(Saint-Jérôme) Condamné à la prison à vie pour les meurtres de sa conjointe Véronique Barbe et d’Yvon Lacasse en 2017, Ugo Fredette devra purger au moins 25 ans de prison avant d’être admissible à la libération conditionnelle. Il évite toutefois la période d’inadmissibilité de 50 ans réclamée par la Couronne.

Louis-Samuel Perron Louis-Samuel Perron
La Presse

La juge Myriam Lachance était dans les faits tenue de respecter la décision de la Cour d’appel dans le dossier du tueur de masse de Québec Alexandre Bissonnette. En effet, le plus haut tribunal de la province a « clos le débat » au Québec sur l’imposition de peines de meurtre cumulées en déclarant invalide et inconstitutionnelle cette disposition du Code criminel en novembre dernier.

Le procureur de la Couronne, Me Steve Baribeau, faisait valoir l’été dernier que l’imposition d’une période unique de 25 ans enverrait le message qu’un criminel fuyant « un autre meurtre peut faire ce qu’il veut, et tuer n’importe qui, et n’aura pas une heure de plus [de peine à purger] ».

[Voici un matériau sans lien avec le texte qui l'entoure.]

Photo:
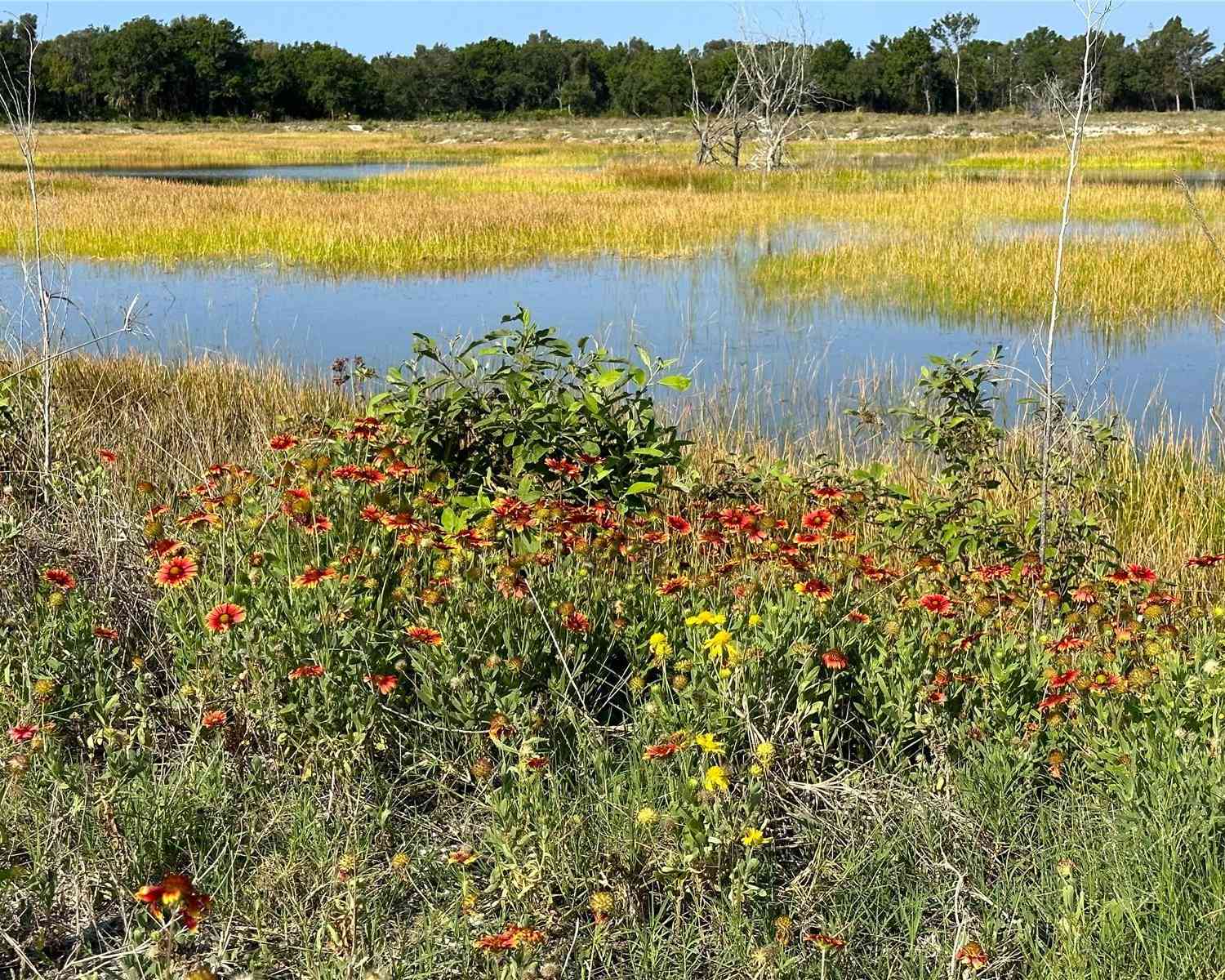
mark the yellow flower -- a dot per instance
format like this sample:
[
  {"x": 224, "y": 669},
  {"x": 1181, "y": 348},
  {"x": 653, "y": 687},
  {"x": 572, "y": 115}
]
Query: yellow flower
[
  {"x": 708, "y": 742},
  {"x": 720, "y": 644},
  {"x": 715, "y": 779},
  {"x": 602, "y": 903}
]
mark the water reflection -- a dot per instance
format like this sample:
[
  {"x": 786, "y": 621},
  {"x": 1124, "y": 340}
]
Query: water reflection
[
  {"x": 306, "y": 172},
  {"x": 703, "y": 310}
]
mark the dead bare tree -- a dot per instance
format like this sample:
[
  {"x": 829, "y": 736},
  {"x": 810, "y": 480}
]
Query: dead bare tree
[
  {"x": 1072, "y": 120},
  {"x": 720, "y": 124},
  {"x": 776, "y": 76},
  {"x": 17, "y": 98}
]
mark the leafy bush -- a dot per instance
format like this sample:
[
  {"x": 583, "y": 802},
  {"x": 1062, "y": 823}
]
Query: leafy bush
[
  {"x": 783, "y": 710},
  {"x": 522, "y": 403}
]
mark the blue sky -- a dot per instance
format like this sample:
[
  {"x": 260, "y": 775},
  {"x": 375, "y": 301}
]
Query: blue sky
[{"x": 372, "y": 27}]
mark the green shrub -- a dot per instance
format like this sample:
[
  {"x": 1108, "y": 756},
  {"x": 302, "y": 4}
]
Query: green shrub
[{"x": 522, "y": 402}]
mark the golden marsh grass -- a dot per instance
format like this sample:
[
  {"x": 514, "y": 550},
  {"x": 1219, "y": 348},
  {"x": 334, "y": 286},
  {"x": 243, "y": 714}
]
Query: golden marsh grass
[
  {"x": 186, "y": 414},
  {"x": 938, "y": 243}
]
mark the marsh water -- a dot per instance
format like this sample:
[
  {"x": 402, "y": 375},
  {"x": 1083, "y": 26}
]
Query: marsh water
[{"x": 782, "y": 359}]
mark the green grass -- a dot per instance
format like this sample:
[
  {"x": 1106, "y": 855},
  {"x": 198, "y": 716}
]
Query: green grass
[{"x": 318, "y": 815}]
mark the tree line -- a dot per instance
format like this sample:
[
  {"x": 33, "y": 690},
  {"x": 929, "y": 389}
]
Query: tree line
[{"x": 200, "y": 68}]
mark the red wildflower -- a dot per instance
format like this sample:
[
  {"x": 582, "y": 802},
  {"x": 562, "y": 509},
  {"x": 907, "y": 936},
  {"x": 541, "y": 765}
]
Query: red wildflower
[
  {"x": 164, "y": 546},
  {"x": 311, "y": 577},
  {"x": 938, "y": 604},
  {"x": 671, "y": 586},
  {"x": 176, "y": 572},
  {"x": 662, "y": 751},
  {"x": 176, "y": 892},
  {"x": 365, "y": 429},
  {"x": 198, "y": 519},
  {"x": 817, "y": 519},
  {"x": 61, "y": 578},
  {"x": 514, "y": 512},
  {"x": 223, "y": 617},
  {"x": 577, "y": 622},
  {"x": 1085, "y": 595},
  {"x": 510, "y": 938},
  {"x": 972, "y": 956},
  {"x": 827, "y": 492},
  {"x": 22, "y": 733},
  {"x": 462, "y": 857},
  {"x": 992, "y": 572},
  {"x": 382, "y": 683},
  {"x": 314, "y": 523},
  {"x": 1063, "y": 680},
  {"x": 424, "y": 635},
  {"x": 1054, "y": 701},
  {"x": 826, "y": 941},
  {"x": 813, "y": 587}
]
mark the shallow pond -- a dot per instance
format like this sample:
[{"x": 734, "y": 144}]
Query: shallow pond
[
  {"x": 779, "y": 359},
  {"x": 308, "y": 172}
]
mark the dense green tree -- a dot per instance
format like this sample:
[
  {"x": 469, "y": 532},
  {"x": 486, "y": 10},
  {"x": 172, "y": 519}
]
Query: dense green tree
[
  {"x": 196, "y": 66},
  {"x": 218, "y": 60},
  {"x": 140, "y": 69},
  {"x": 69, "y": 75}
]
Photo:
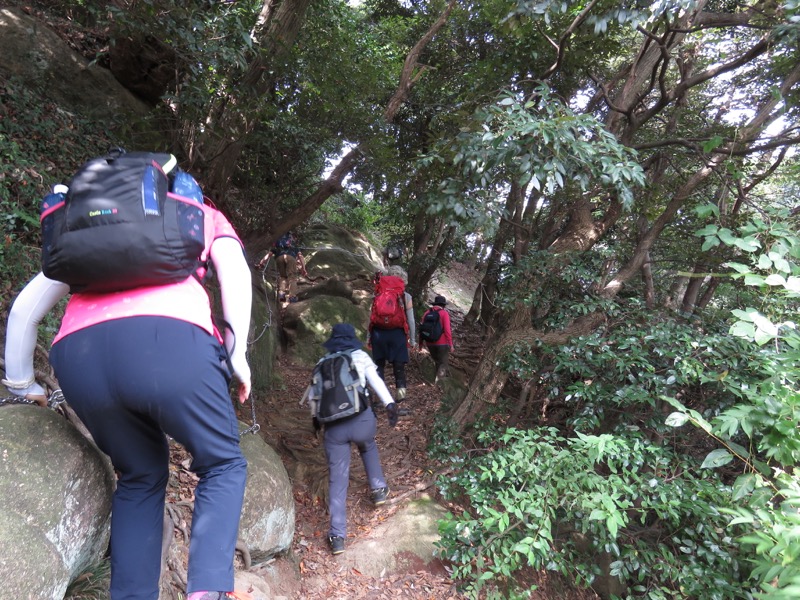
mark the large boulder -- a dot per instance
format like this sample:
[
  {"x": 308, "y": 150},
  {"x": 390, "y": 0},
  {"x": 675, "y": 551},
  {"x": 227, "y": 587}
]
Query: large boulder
[
  {"x": 33, "y": 53},
  {"x": 55, "y": 489},
  {"x": 308, "y": 323},
  {"x": 267, "y": 522},
  {"x": 341, "y": 266}
]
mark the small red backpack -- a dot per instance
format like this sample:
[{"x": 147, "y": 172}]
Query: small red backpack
[{"x": 388, "y": 307}]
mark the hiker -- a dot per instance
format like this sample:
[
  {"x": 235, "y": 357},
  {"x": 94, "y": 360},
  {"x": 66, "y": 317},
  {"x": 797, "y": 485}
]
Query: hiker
[
  {"x": 287, "y": 257},
  {"x": 358, "y": 428},
  {"x": 437, "y": 336},
  {"x": 392, "y": 254},
  {"x": 141, "y": 364},
  {"x": 389, "y": 340}
]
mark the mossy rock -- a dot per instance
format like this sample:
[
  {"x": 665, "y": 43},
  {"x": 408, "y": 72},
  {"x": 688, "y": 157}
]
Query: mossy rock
[{"x": 308, "y": 324}]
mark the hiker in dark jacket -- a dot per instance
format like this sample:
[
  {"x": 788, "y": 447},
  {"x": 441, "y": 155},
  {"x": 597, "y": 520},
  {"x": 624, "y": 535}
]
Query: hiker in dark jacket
[
  {"x": 358, "y": 429},
  {"x": 391, "y": 345},
  {"x": 287, "y": 258},
  {"x": 440, "y": 349}
]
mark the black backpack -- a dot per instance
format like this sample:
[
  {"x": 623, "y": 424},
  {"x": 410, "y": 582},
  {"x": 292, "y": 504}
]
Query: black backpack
[
  {"x": 430, "y": 330},
  {"x": 122, "y": 224},
  {"x": 335, "y": 388}
]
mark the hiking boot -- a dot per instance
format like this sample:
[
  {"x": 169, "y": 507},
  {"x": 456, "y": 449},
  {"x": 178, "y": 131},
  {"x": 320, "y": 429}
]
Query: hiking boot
[
  {"x": 379, "y": 496},
  {"x": 336, "y": 543}
]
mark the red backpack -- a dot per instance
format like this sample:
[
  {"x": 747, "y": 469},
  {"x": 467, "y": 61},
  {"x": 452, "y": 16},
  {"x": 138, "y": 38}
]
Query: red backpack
[{"x": 389, "y": 307}]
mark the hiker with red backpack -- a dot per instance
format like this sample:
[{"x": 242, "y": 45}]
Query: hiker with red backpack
[
  {"x": 436, "y": 335},
  {"x": 392, "y": 327},
  {"x": 141, "y": 359},
  {"x": 288, "y": 258}
]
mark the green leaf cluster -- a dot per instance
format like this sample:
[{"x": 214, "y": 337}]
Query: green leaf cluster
[{"x": 540, "y": 500}]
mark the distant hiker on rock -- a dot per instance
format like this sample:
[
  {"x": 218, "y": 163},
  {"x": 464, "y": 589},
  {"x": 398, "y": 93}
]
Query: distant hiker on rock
[
  {"x": 287, "y": 258},
  {"x": 392, "y": 327},
  {"x": 436, "y": 335},
  {"x": 144, "y": 361},
  {"x": 392, "y": 253},
  {"x": 340, "y": 404}
]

La juge de la Cour supérieure avait d’ailleurs reporté de plusieurs mois sa décision dans l’attente du jugement de la Cour d’appel du Québec. Le ministère public et le Procureur général ont jusqu’à la fin du mois pour porter le jugement Bissonnette devant la Cour suprême du Canada.

En ce moment, la loi sur les peines cumulées (officiellement la Loi protégeant les Canadiens en mettant fin aux peines à rabais en cas de meurtres multiples) est invalide au Québec, mais demeure en vigueur dans le reste du pays. Quelqu’un qui tuerait deux personnes à Ottawa pourrait ainsi écoper d’une peine minimum de 50 ans, contrairement à un double meurtrier de Gatineau. Sans appel, cette application distincte va ainsi se cristalliser.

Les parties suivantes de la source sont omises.